Let’s say you stay on track and become an expert. Then you’ll face a different challenge: experience + certitude. In some ways, this is more dangerous than not knowing what you’re doing. Now other people listen to you, and it’s harder to admit you’re wrong. You have a reputation, which you feel compelled to defend. You stop paying attention to particulars. You find it harder to empathize with less knowledgeable people. What’s worse, new projects start to look like “another one of those” — so you’re tempted by shortcuts. Work becomes repetitive; practice becomes mindless or a chore. Quality suffers.
What to do?
For me, the answer lies in shoshin, the Zen Buddhist concept of “beginner’s mind.” I first encountered this idea in my early twenties when I read Shunryu Suzuki’s Zen Mind, Beginner’s Mind. The book starts with this sentence:
In the beginner’s mind there are many possibilities, but in the expert’s mind there are few.
I was perplexed. It hadn’t occurred to me that being a beginner might have benefits over being an expert. But it’s true: expertise can narrow your thinking. I’ve re-read Zen Mind, Beginner’s Mind several times since then. The book is the same every time, but I’m different. As I’ve become more competent, it’s become more apparent to me just how challenging it can be to keep an open mind.
The book’s core insight — one that’s made a big difference in my career — is that you can cultivate beginner’s mind, even as your expertise grows. As you become more competent, you can (and must) find ways to continually renew your curiosity. You must learn to welcome circumstances that threaten your ego as opportunities to let some air out of that inflating organ. More importantly, you must commit to ongoing learning. As much as you know, you don’t know everything.

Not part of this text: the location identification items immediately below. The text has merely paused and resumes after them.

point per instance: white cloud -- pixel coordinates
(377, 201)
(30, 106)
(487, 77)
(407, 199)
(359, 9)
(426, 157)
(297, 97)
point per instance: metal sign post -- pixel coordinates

Those of us in tech are lucky to work in a domain that’s continually changing. For example, the ways we built websites twenty-five years ago is very different than how we do it today. So, we have lots of opportunities to continue learning. We also have many opportunities for teaching. Today, it’s not just universities: there are many other teaching venues, some less formal than others. I feel blessed to work with students. They remind me of what it’s like to be in the early stages of the journey. Introducing them to the field also forces me to continually re-visit fundamentals. I keep re-discovering many concepts I thought I knew, which I now see differently because I can compare them to lived experience.
Learning and teaching are some of the ways I hone my beginner’s mind. Theses practices — and the mindset they entail — refresh and renew me. They make my work better. I encourage you to look for ways to maintain a beginner’s mind as you progress in your career. They’ll make a big difference.